The term ‘asylum seeker’ applies to person who has applied for refugee status with the UK Border Agency (UKBA) and is awaiting their decision. Solicitors should be appointed to manage the application being made to the UKBA. A person will be granted refugee status if the definition in the 1951 UN Convention Relating to the Status of Refugees (UN Convention) applies to their situation.
The UN Convention defines a refugee as a person who has left their country and has a reason to fear persecution in their country because of their race, religion, nationality, or member of a particular social group or political opinion.The UKBA also will consider a person’s rights under the European Convention on Human Rights (ECHR) and whether they will be violated if the person is returned to their country. A solicitor can relate the terms of the ECHR to any application for asylum. The ECHR protects a person’s right to be safe from torture, the death penalty, and unlawful or degrading treatment.

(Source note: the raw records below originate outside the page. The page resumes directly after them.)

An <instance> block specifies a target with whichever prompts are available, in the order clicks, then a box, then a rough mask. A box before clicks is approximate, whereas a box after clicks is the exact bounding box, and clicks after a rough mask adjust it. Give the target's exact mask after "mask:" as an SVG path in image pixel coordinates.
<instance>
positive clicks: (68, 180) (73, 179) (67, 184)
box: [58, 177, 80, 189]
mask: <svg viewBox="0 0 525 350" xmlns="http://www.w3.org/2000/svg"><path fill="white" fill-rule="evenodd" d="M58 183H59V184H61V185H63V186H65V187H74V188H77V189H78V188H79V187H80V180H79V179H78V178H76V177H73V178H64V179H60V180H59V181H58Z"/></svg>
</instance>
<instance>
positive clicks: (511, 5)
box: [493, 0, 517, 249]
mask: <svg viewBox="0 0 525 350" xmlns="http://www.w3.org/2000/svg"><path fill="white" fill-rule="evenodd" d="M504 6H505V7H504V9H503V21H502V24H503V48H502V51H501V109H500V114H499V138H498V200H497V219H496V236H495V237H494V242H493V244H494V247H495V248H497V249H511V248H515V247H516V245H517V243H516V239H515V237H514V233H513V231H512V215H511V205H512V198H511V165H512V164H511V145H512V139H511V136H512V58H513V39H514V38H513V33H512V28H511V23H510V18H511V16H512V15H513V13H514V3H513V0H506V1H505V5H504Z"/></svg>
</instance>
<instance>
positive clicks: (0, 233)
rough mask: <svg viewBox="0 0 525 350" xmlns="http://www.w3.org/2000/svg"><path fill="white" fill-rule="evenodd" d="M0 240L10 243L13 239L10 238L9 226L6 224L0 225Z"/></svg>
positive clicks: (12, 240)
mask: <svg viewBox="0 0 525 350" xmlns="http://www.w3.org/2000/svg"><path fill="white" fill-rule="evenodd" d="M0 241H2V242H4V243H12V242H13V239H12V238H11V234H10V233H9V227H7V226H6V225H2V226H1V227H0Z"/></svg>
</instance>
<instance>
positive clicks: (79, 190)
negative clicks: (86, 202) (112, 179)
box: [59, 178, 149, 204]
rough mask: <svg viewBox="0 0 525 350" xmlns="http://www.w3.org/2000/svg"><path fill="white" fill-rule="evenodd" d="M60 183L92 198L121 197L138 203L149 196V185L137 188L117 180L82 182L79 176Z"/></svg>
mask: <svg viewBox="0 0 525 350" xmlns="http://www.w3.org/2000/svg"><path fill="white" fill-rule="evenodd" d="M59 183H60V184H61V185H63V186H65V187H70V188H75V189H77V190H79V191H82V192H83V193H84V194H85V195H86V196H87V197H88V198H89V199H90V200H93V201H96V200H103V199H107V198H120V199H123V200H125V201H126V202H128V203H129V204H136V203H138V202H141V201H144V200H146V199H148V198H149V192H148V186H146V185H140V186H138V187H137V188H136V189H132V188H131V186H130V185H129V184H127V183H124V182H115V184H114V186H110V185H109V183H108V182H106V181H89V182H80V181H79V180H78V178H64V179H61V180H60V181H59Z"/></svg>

If asylum seeker faces a real risk of this treatment if they return to their country, they will be granted refugee status. If an asylum seeker does not qualify as a refugee, they still may be granted humanitarian protection if there are sufficient humanitarian reasons and this will enable them to remain in the UK. Solicitors acting for the refugee will be able to make these applications to the court.
A person seeking refugee status must apply to the UKBA when they enter the UK. The application process under asylum and immigration law has six stages. The first is the screening interview where the asylum seeker will be asked for their basic details. They are then assigned a case owner who is responsible for conducting further interviews.
The third stage is the initial meeting between the case owner and the asylum seeker. The fourth stage is the asylum interview. This is an important stage as the asylum seeker can put forward their reasons for claiming asylum and present any evidence they may have. An asylum seeker is advised to have contact with an immigration solicitor prior to their asylum interview.
They must then wait for the case owner’s decision. The sixth stage is the appeal. Asylum seekers have the right to appeal the case owner’s decision in the Asylum and Immigration Tribunal. If an appeal is to be made, the legal advice from a solicitor is highly recommended.
Asylum seekers have rights under UK civil law. They are entitled to free health care, housing and financial support if they meet the requirements, and legal representation by an immigration solicitor. In addition, they have the right to not be discriminated against because of their asylum seeker status. If any discrimination is alleged, a solicitor can make a formal complaint on behalf of the asylum seeker.